The number of large-scale projects to capture and bury carbon dioxide has fallen to 65 from 75 over the past year, a worldwide survey has found, despite a consensus among scientists and engineers that such projects are essential to meet international goals for slowing the buildup of climate-changing gases.
The survey was released on Thursday in Seoul, South Korea, by the Global CCS Institute, which is based in Canberra, Australia.
Since the previous survey a year ago, five projects have been canceled, one reduced in size and seven postponed, while three have been added, the report said.
The leader in capture and sequestration, as the technique is known, is the US, it said, although that is mostly because of the use of carbon dioxide for stimulating oil flow out of old wells. Otherwise, the US program for capturing carbon dioxide from power plants is lagging.
The International Energy Agency expects carbon capture and storage to rank third among ways to reduce carbon emissions by 2050, behind energy efficiency and the use of renewable sources like solar and wind power, and ahead of nuclear power and a switch to lower-carbon fuels.
The Global CCS Institute’s report, referring to carbon capture and sequestration, found that “while CCS projects are progressing, the pace is well below the level required for CCS to make a substantial contribution to climate change mitigation.”
Among the problems, the report said, is a lack of support for projects that demonstrate new technologies. However, it said that China, with 12 plants at various stages of planning and construction, was “well positioned to influence the future success” of carbon capture. China is now the leading producer of carbon dioxide.
Carbon can be captured from electricity plants that burn coal or natural gas, or from oil refineries and other kinds of industrial plants. The dominant source, though, is coal-fired power plants, and last month the US Environmental Protection Agency proposed rules to limit emissions from new coal plants and said it would also write regulations to reduce emissions from existing facilities.
Yet the technology for capturing carbon has not been proved to work on a commercial scale, either in the US or abroad.
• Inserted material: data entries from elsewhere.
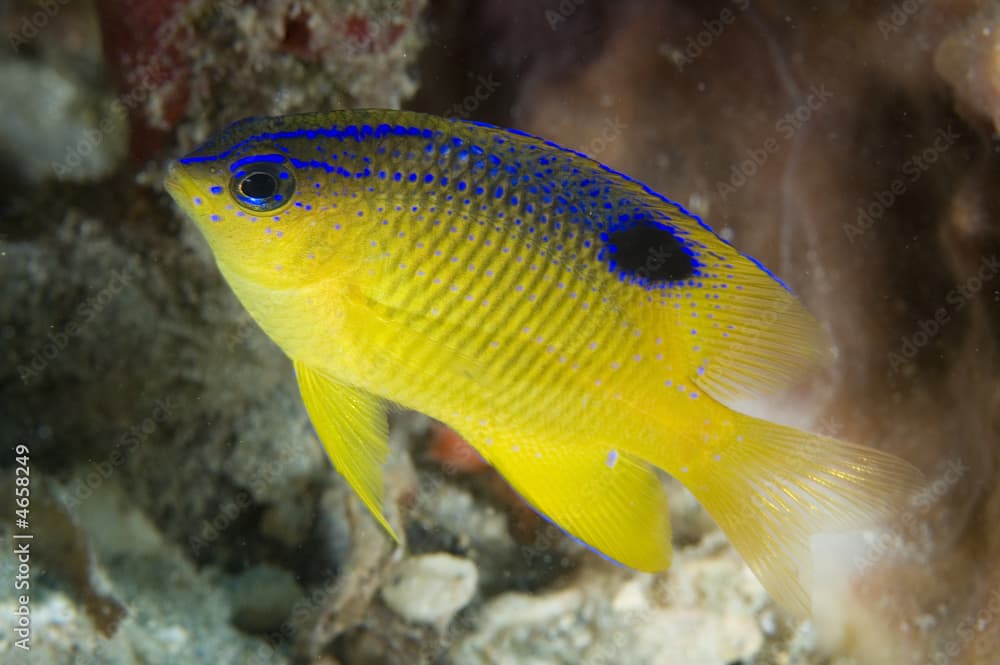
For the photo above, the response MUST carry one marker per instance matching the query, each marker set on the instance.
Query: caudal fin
(774, 487)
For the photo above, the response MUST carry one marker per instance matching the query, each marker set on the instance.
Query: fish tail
(771, 488)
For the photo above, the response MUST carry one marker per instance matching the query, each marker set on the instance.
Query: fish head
(266, 199)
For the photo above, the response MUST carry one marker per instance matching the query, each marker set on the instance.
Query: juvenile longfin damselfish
(577, 328)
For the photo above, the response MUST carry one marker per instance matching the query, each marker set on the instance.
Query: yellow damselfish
(577, 328)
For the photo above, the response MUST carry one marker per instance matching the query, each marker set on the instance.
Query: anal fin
(352, 426)
(606, 498)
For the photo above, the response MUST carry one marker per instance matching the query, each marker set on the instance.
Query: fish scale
(579, 329)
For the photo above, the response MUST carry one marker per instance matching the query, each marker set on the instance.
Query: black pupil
(259, 185)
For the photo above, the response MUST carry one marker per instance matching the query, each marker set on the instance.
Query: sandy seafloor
(181, 508)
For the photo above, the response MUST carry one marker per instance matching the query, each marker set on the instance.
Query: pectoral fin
(351, 424)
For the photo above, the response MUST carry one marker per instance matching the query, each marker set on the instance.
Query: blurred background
(183, 512)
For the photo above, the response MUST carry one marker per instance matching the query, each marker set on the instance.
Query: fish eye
(262, 186)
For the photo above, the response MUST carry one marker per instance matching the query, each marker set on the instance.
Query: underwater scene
(500, 332)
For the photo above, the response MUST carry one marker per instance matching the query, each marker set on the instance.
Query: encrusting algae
(577, 328)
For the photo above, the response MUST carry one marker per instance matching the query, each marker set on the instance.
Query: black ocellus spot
(651, 252)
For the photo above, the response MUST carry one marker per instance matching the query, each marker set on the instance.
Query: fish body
(577, 328)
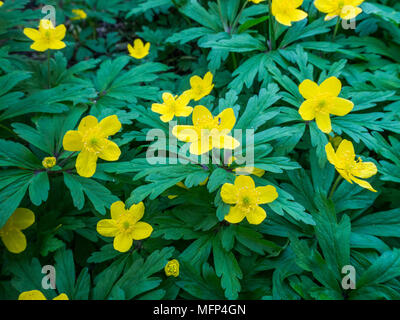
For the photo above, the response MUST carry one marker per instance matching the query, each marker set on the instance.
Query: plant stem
(48, 69)
(336, 29)
(271, 26)
(335, 185)
(238, 16)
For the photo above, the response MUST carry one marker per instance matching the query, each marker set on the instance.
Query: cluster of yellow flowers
(320, 102)
(286, 11)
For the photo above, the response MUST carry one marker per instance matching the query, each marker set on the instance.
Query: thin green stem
(238, 16)
(335, 185)
(336, 29)
(271, 27)
(48, 69)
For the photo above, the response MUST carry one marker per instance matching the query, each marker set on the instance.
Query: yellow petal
(323, 122)
(137, 211)
(256, 216)
(307, 110)
(109, 151)
(22, 218)
(235, 215)
(331, 86)
(117, 209)
(309, 89)
(14, 240)
(141, 230)
(363, 184)
(86, 164)
(266, 194)
(61, 296)
(109, 125)
(226, 119)
(32, 34)
(201, 115)
(244, 183)
(339, 106)
(87, 123)
(122, 242)
(107, 227)
(32, 295)
(330, 153)
(229, 193)
(364, 170)
(72, 141)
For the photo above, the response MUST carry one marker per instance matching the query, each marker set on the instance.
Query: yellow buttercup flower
(37, 295)
(173, 106)
(286, 11)
(49, 162)
(200, 87)
(350, 169)
(323, 100)
(246, 198)
(345, 9)
(172, 268)
(47, 36)
(124, 225)
(91, 140)
(79, 14)
(11, 234)
(208, 132)
(139, 49)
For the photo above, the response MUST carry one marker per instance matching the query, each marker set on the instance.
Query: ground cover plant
(190, 149)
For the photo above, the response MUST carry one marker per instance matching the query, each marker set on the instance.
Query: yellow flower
(91, 140)
(47, 37)
(350, 169)
(286, 12)
(246, 198)
(208, 132)
(124, 225)
(11, 234)
(200, 87)
(37, 295)
(139, 49)
(49, 162)
(172, 268)
(345, 9)
(323, 100)
(246, 170)
(79, 14)
(173, 106)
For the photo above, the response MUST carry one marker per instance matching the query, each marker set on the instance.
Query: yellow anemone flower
(345, 9)
(124, 225)
(246, 198)
(200, 87)
(79, 14)
(172, 268)
(208, 132)
(139, 49)
(37, 295)
(350, 169)
(49, 162)
(10, 233)
(172, 106)
(91, 140)
(47, 36)
(323, 100)
(286, 12)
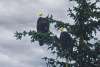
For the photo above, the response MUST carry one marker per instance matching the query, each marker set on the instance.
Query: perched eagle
(66, 41)
(42, 27)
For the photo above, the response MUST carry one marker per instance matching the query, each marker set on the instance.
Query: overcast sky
(22, 15)
(19, 15)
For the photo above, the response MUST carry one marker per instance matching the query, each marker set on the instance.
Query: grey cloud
(22, 15)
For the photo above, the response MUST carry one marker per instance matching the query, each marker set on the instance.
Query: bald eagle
(42, 27)
(66, 41)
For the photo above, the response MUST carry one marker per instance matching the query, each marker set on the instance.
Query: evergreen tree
(73, 45)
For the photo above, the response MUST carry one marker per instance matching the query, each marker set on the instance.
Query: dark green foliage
(86, 16)
(42, 27)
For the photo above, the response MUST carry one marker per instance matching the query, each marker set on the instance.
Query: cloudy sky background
(19, 15)
(22, 15)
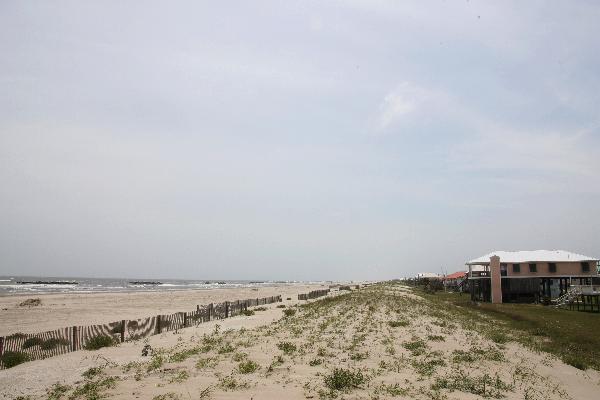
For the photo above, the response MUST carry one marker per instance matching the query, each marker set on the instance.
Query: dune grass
(570, 335)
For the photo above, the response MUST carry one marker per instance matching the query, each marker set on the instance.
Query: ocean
(11, 285)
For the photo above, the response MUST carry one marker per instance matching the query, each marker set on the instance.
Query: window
(532, 267)
(585, 266)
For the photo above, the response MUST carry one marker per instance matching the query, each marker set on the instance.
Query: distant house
(517, 276)
(428, 275)
(455, 280)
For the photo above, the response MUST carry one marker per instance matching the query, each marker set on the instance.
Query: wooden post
(74, 343)
(158, 327)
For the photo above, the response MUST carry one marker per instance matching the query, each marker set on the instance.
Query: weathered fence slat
(74, 338)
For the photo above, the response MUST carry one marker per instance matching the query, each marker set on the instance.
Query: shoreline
(60, 310)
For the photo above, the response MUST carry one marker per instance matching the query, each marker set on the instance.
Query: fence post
(158, 327)
(74, 343)
(123, 331)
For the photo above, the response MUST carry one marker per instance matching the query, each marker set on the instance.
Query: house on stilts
(533, 276)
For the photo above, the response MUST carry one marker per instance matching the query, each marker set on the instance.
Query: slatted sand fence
(21, 347)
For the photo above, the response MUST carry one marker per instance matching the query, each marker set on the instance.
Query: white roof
(427, 275)
(532, 256)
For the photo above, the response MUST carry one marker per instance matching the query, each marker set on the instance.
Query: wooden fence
(313, 295)
(38, 346)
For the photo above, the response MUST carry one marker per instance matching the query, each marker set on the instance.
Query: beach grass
(570, 335)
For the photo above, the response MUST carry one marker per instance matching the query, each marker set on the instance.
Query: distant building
(429, 275)
(517, 276)
(455, 280)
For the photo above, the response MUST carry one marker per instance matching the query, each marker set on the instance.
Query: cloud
(403, 101)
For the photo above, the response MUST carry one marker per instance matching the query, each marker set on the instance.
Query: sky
(295, 140)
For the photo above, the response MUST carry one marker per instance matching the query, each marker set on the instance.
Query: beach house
(529, 276)
(455, 280)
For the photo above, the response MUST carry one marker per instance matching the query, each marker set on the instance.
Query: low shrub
(98, 342)
(287, 347)
(247, 367)
(344, 379)
(53, 343)
(289, 312)
(31, 303)
(30, 342)
(13, 358)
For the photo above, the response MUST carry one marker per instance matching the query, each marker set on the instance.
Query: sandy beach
(381, 342)
(62, 310)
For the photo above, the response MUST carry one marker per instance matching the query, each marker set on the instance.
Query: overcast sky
(295, 140)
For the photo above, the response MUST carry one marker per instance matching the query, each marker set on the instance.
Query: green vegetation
(416, 346)
(57, 391)
(396, 324)
(31, 342)
(53, 343)
(344, 379)
(98, 342)
(94, 390)
(287, 347)
(570, 335)
(228, 383)
(226, 348)
(13, 358)
(247, 367)
(288, 312)
(485, 386)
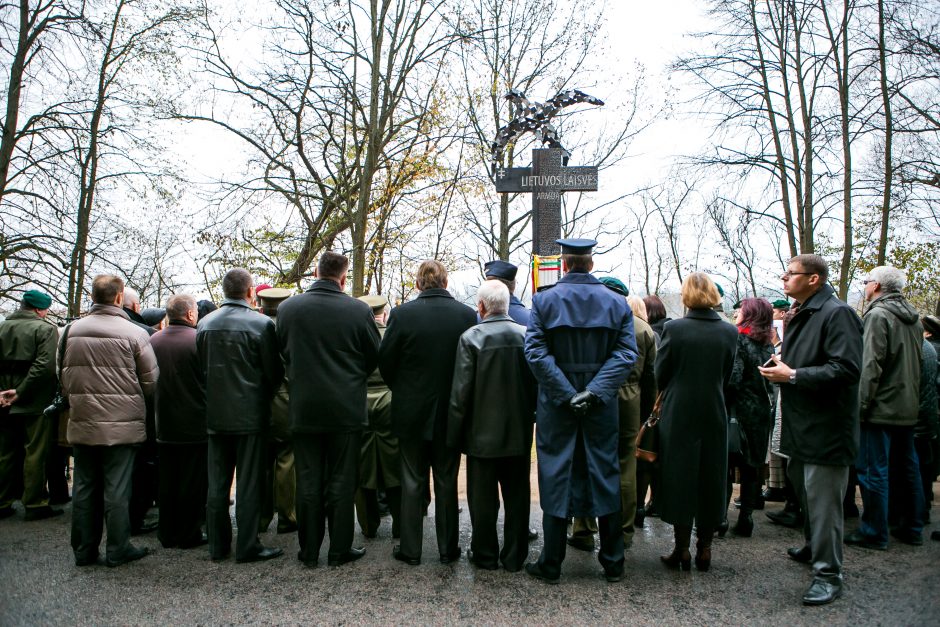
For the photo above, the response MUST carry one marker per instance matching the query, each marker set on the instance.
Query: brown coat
(108, 368)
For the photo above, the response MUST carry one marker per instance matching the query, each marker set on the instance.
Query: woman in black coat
(749, 401)
(693, 369)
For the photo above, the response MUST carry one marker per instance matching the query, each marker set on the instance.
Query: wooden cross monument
(546, 180)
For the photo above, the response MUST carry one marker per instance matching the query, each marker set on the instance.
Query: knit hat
(931, 325)
(37, 299)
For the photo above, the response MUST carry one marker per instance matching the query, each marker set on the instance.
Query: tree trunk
(889, 136)
(11, 119)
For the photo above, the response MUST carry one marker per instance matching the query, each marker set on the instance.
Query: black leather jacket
(238, 352)
(492, 401)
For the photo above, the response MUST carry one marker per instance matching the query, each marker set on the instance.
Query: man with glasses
(818, 369)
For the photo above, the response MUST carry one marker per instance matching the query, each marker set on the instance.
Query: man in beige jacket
(107, 370)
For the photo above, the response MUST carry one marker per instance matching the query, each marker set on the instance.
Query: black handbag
(737, 440)
(60, 402)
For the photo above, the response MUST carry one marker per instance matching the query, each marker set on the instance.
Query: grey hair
(889, 278)
(495, 297)
(638, 306)
(179, 305)
(131, 297)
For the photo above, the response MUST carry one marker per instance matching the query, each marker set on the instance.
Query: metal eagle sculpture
(536, 117)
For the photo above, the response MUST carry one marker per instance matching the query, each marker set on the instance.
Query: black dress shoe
(453, 557)
(639, 518)
(41, 513)
(786, 519)
(287, 527)
(859, 539)
(202, 540)
(401, 557)
(146, 527)
(908, 537)
(473, 560)
(262, 555)
(582, 543)
(613, 575)
(536, 571)
(351, 555)
(822, 592)
(133, 554)
(803, 555)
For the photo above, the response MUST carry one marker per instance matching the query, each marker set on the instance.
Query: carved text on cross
(546, 180)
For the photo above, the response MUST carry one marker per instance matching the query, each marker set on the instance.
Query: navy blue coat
(580, 337)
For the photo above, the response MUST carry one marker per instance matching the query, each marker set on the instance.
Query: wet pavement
(751, 582)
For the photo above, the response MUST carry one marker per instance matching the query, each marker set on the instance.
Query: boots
(680, 558)
(703, 551)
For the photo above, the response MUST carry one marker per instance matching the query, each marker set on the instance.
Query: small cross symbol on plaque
(546, 180)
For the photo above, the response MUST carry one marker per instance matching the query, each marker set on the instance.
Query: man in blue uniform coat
(581, 348)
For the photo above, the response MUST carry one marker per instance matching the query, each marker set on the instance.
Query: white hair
(889, 278)
(495, 296)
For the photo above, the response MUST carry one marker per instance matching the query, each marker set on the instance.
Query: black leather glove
(582, 402)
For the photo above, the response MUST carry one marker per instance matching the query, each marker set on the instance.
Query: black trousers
(144, 483)
(247, 453)
(486, 478)
(101, 492)
(184, 485)
(327, 466)
(555, 531)
(417, 458)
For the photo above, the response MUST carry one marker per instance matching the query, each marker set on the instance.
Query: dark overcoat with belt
(580, 337)
(330, 346)
(237, 349)
(823, 342)
(417, 361)
(693, 370)
(492, 401)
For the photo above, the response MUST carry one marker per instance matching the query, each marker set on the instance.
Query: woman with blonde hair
(693, 369)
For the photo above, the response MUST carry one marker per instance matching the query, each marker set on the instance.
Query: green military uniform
(281, 485)
(379, 461)
(27, 364)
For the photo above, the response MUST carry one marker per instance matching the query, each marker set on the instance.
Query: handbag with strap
(644, 450)
(737, 440)
(60, 402)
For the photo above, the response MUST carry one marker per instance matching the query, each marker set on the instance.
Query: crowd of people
(328, 409)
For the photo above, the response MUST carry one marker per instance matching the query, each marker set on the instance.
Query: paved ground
(751, 582)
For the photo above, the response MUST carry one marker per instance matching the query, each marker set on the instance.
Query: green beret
(37, 299)
(615, 284)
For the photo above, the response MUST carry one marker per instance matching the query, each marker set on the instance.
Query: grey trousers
(820, 490)
(101, 494)
(417, 457)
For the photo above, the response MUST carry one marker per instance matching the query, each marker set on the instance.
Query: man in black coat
(330, 345)
(238, 355)
(819, 370)
(492, 410)
(180, 402)
(417, 363)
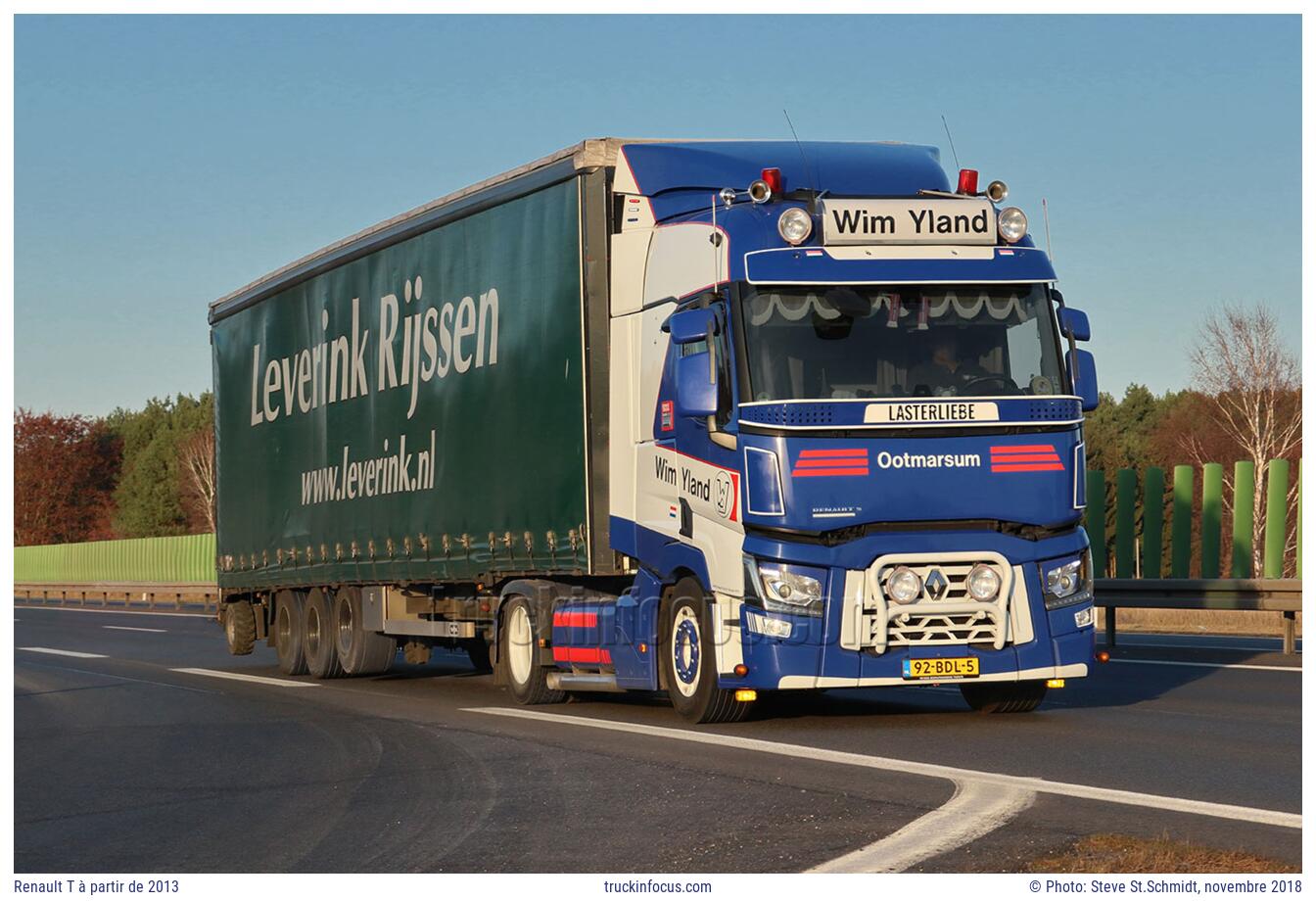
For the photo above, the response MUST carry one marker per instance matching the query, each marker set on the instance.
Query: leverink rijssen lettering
(436, 340)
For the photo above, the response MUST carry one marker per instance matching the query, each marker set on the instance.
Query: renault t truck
(712, 418)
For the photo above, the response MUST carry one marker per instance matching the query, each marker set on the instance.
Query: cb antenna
(808, 169)
(1047, 218)
(951, 140)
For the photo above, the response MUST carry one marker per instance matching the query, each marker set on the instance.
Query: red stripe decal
(800, 474)
(576, 618)
(833, 460)
(834, 451)
(582, 655)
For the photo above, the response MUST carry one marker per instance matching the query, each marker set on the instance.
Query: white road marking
(245, 678)
(920, 769)
(60, 652)
(111, 609)
(1205, 666)
(129, 679)
(974, 811)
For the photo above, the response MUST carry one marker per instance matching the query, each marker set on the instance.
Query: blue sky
(161, 162)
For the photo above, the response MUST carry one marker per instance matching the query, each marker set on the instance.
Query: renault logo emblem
(936, 584)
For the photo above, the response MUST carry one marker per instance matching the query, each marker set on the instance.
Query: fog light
(905, 586)
(983, 583)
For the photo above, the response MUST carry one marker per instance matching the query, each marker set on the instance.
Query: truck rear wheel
(688, 660)
(287, 632)
(520, 656)
(317, 632)
(1005, 697)
(240, 628)
(360, 651)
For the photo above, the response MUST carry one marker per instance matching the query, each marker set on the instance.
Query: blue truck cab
(845, 437)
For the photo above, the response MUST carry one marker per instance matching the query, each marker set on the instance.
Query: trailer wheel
(362, 652)
(287, 632)
(478, 650)
(519, 656)
(688, 664)
(240, 628)
(317, 633)
(1005, 697)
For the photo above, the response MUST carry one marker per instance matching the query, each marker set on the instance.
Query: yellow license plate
(941, 667)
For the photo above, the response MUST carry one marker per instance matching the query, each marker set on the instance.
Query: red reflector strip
(833, 460)
(582, 655)
(834, 451)
(576, 618)
(800, 474)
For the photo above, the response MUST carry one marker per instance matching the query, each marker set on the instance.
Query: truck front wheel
(287, 632)
(688, 664)
(1005, 697)
(240, 628)
(317, 636)
(520, 656)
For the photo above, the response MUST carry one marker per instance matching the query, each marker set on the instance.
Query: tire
(317, 636)
(1005, 697)
(362, 652)
(240, 628)
(688, 660)
(287, 632)
(478, 650)
(519, 656)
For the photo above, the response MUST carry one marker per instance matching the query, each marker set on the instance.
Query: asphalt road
(122, 763)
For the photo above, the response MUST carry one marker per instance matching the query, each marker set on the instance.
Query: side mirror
(1074, 324)
(689, 325)
(696, 383)
(1082, 367)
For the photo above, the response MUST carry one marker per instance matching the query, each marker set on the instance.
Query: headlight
(783, 589)
(983, 583)
(1012, 223)
(1067, 582)
(905, 586)
(795, 225)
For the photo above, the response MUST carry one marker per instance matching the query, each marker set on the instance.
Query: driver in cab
(948, 371)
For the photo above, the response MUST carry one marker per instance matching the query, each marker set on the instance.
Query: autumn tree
(65, 468)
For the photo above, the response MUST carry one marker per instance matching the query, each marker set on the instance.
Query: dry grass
(1227, 622)
(1124, 854)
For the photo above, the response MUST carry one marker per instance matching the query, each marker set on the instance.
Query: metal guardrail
(152, 596)
(1280, 594)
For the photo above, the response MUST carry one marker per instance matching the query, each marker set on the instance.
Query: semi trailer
(714, 418)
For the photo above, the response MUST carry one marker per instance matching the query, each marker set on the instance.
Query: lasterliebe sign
(933, 221)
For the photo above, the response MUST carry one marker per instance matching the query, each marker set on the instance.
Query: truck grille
(944, 612)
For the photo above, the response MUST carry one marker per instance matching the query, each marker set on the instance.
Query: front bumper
(842, 648)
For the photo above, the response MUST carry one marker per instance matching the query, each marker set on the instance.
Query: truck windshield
(907, 341)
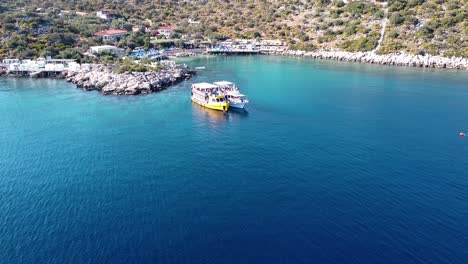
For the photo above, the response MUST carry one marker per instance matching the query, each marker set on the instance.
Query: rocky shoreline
(105, 80)
(397, 59)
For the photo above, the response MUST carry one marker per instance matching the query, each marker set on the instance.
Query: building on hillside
(191, 21)
(137, 28)
(96, 50)
(107, 14)
(112, 34)
(165, 31)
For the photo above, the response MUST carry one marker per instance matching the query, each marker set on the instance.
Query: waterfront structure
(209, 95)
(96, 50)
(41, 67)
(112, 34)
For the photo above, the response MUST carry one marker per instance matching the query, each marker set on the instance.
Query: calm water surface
(331, 163)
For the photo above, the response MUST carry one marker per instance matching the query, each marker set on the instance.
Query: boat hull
(221, 106)
(237, 105)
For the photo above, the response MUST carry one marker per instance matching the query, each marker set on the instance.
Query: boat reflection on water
(217, 117)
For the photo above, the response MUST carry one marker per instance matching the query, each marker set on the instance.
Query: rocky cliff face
(399, 59)
(105, 80)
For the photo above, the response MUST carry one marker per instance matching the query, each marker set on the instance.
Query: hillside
(436, 27)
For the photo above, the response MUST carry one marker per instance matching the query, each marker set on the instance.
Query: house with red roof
(112, 34)
(165, 31)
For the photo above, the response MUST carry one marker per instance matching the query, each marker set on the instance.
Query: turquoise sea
(331, 163)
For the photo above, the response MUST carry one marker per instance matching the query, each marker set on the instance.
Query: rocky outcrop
(400, 59)
(107, 81)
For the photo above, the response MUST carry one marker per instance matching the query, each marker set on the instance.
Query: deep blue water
(332, 163)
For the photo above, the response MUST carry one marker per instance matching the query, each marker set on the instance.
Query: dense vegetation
(414, 26)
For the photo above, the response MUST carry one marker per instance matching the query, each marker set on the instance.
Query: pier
(233, 51)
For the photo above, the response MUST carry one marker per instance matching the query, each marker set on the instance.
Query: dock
(218, 51)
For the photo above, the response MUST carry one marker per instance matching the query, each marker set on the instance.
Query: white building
(96, 50)
(166, 31)
(112, 34)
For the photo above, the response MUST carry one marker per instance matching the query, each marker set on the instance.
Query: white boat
(232, 93)
(209, 96)
(236, 100)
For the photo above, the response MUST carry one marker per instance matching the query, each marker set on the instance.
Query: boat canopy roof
(223, 83)
(204, 86)
(235, 94)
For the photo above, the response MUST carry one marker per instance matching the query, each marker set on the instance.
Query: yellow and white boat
(208, 95)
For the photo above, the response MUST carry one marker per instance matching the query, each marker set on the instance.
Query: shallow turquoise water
(332, 163)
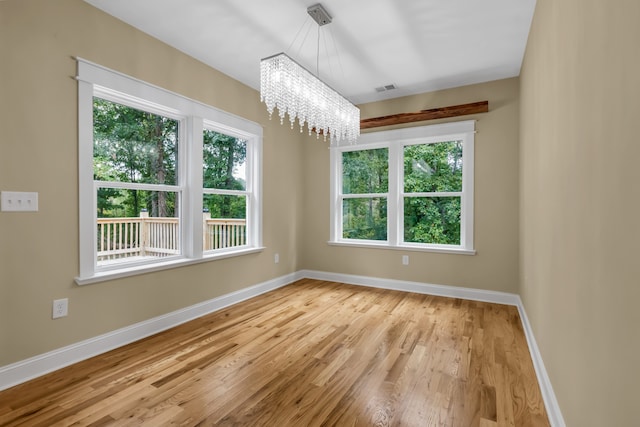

The US Department of Energy canceled its main project demonstrating the technology in 2008. It would have turned coal into a mixture of gases and captured the carbon dioxide before combustion. The department eventually started over with a plan to burn coal in pure oxygen so that the flue gases would be nearly pure carbon dioxide. That plan was aided by financing from the federal stimulus program, although construction has not begun.
The institute’s new report said three US projects began operating this year, all based on natural gas. One of them, the Air Products Steam Methane Reformer Enhanced Oil Recovery Project, in Port Arthur, Texas, captures carbon from natural gas that is used in an oil refinery. The second, the Coffeyville Gasification Plant, at an oil refinery in southeast Kansas, sequesters some carbon dioxide and uses it in fertilizer production, and the third project is the Lost Cabin Gas Plant in central Wyoming. Brazil started up one carbon capture plant, for use in an oil field.
Carbon capture and sequestration had been demonstrated at a coal-burning power plant in New Haven, West Virginia, run by American Electric Power. However, the utility shut down the project in 2011 because it could not sell the carbon dioxide or recover the extra cost from its electricity customers, and the equipment consumed so much energy that, at full scale, the project would have sharply cut electricity production.